1 October 2021: Private residential prices kept rising

Private residential price index
The flash estimates of the private residential price index continue to increase by another 0.9% quarter-on-quarter (qoq) in 3Q 2021. After surging 3.3% quarterly growth in the first three months of this year, the rate of price growth returned to a more sustainable rate in 2Q and 3Q 2021. The price expansion of private housing in the July to September quarter was primarily led by property prices in the landed housing market and the city-fringe non-landed segment with the 2.5% and 2.2% qoq growth respectively. Meanwhile, the non-landed property price indices in the Core Central Region (CCR) and Outside Central Region (OCR) dropped slightly by 0.6% and 0.2% qoq respectively. While there was no major residential development that was launched in the cityfringe area last quarter, the property price growth in the Rest of Central Region (RCR) could be fueled by price hikes in some existing launched residential projects. For example, the median transacted prices of major condominiums in the RCR, such as Normanton Park, Ki Residences at Brookvale and Avenue South Residences increased in 3Q 2021 compared to the transacted prices in the second quarter.
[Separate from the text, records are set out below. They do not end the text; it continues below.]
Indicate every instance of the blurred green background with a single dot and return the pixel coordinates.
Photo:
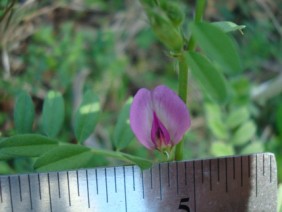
(109, 47)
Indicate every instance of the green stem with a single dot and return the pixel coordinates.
(118, 155)
(183, 70)
(200, 9)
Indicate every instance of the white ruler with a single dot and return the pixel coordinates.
(239, 183)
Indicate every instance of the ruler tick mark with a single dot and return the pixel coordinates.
(77, 183)
(87, 186)
(68, 180)
(20, 187)
(29, 187)
(49, 190)
(106, 183)
(10, 190)
(124, 182)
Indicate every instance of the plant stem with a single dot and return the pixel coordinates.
(118, 155)
(183, 70)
Since these condominiums were also some of the top-selling projects in 3Q 2021, their price increases would influence the RCR non-landed price index.
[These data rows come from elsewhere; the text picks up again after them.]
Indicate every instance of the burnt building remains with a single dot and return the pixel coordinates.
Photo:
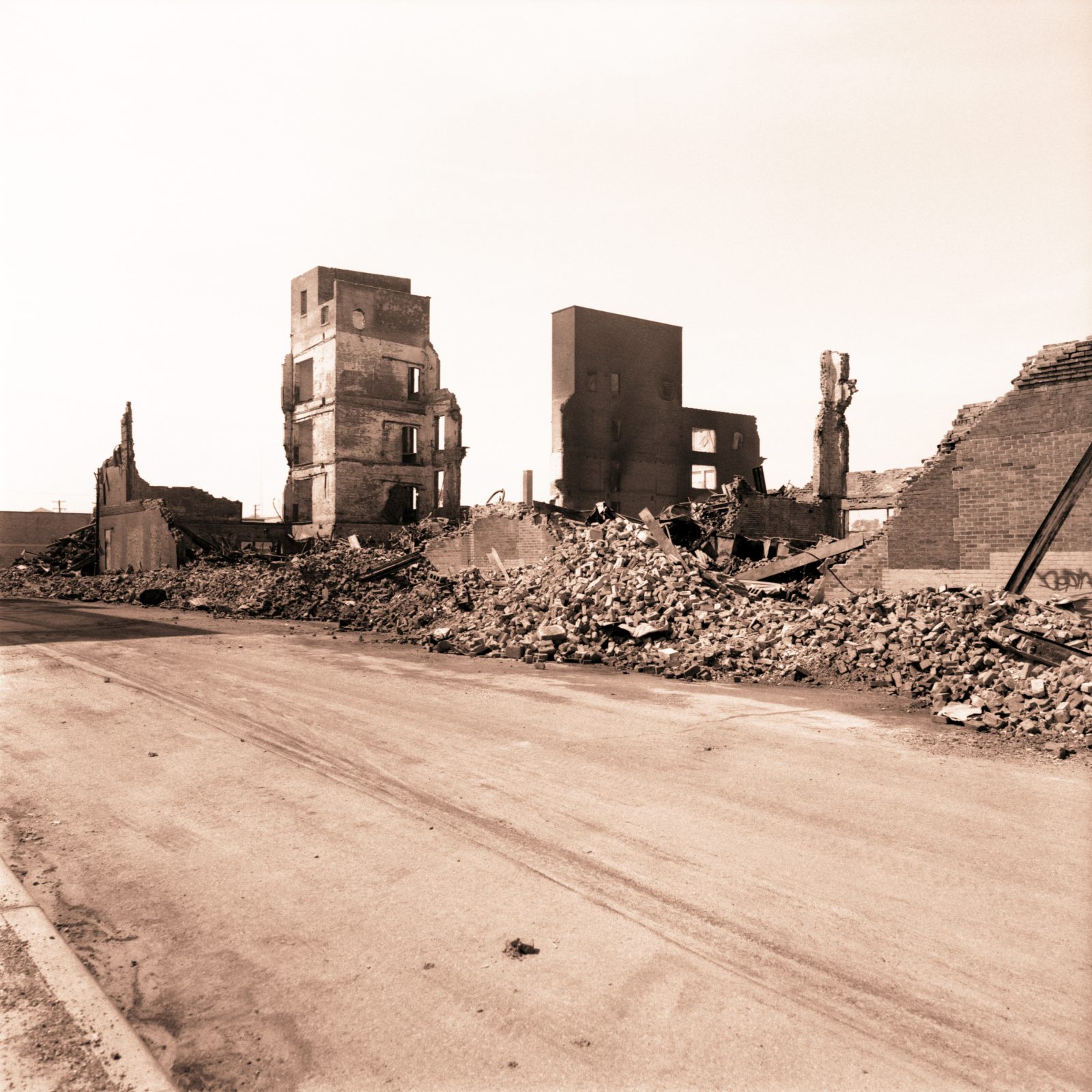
(145, 527)
(969, 513)
(620, 433)
(371, 437)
According to the reported number of housing units sold, the best-selling project of 3Q 2021 was Pasir Ris 8, which is located in the OCR. This project attracted much media attention when it was launched in July 2021. While some people might have the impression that the units at Pasir Ris 8 were sold at prices as high as $2,000 psf, such units were in the minority. The median transacted price of Pasir Ris 8 in 3Q 2021 was $1,627 psf. Meanwhile, the overall median new sales price in OCR for non-landed properties (excluding EC) from July to September 2021 was $1,617 psf, only $10 psf lower than the median prices of Pasir Ris 8.
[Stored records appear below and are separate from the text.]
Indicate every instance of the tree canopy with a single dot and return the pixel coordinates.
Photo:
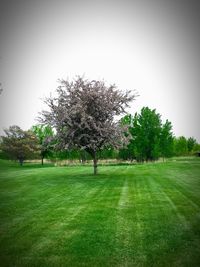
(18, 144)
(83, 114)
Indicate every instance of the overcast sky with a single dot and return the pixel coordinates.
(152, 46)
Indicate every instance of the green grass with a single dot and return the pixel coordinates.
(138, 215)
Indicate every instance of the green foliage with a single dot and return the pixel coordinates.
(180, 146)
(19, 145)
(45, 136)
(141, 215)
(166, 140)
(191, 142)
(149, 138)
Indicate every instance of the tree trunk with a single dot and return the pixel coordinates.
(21, 161)
(95, 164)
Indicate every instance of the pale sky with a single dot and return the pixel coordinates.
(152, 46)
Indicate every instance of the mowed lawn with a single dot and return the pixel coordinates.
(138, 215)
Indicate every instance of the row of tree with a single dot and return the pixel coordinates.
(149, 140)
(81, 122)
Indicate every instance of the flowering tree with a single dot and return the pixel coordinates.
(18, 144)
(83, 114)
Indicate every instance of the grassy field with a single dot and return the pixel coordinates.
(138, 215)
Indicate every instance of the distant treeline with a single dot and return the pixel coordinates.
(148, 140)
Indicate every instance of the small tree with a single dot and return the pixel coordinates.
(83, 115)
(18, 144)
(45, 135)
(191, 142)
(166, 140)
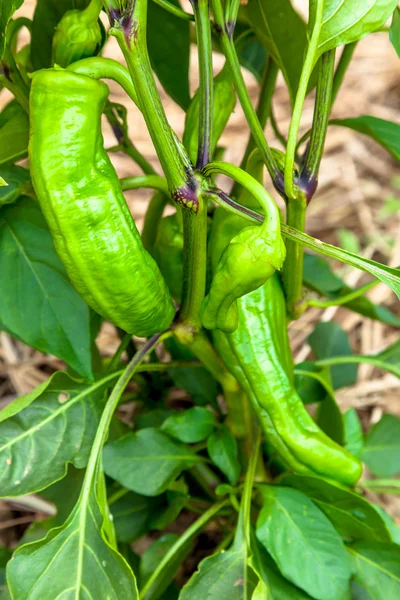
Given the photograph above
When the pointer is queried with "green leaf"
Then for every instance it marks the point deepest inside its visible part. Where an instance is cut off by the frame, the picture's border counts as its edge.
(131, 516)
(386, 133)
(272, 586)
(353, 434)
(43, 431)
(319, 277)
(389, 276)
(33, 279)
(251, 53)
(146, 462)
(221, 575)
(18, 183)
(223, 451)
(283, 33)
(381, 452)
(168, 39)
(394, 33)
(352, 515)
(377, 568)
(47, 15)
(176, 498)
(346, 21)
(7, 9)
(14, 135)
(329, 339)
(75, 558)
(329, 416)
(290, 526)
(224, 103)
(190, 426)
(151, 558)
The CCR price index for non-landed private housing decreased the most among the three market segments in 3Q 2021. This could be due to some developers deploying a different strategy compared to RCR condominiums. Foreign homebuyers usually contribute significantly to housing demand in the CCR. Amidst the border restrictions, developers of some new luxury condominiums lowered the prices of their projects to attract local buyers and increase sales. For example, the median price of Leedon Green, which was the best-selling CCR project in 3Q 2021, was 2% lower in 3Q 2021 compared to 2Q 2021. It also shows that some local buyers were waiting to acquire prime residential properties when the opportunities became available. 

Outlook

The fourth quarter is usually a lull period, but residential property prices could continue grow at the current pace. This could bring the overall private residential price index to end this year with a 5% to 7% annual rate of growth, which will be higher than the 2.2% property price increase in 2020. In 2022, property prices could continue to increase, partly driven by cost factors, such as higher land cost and construction cost. As a result, developers would have to launch their new projects at higher prices. This would also have an inflationary influence on the prices of resale properties.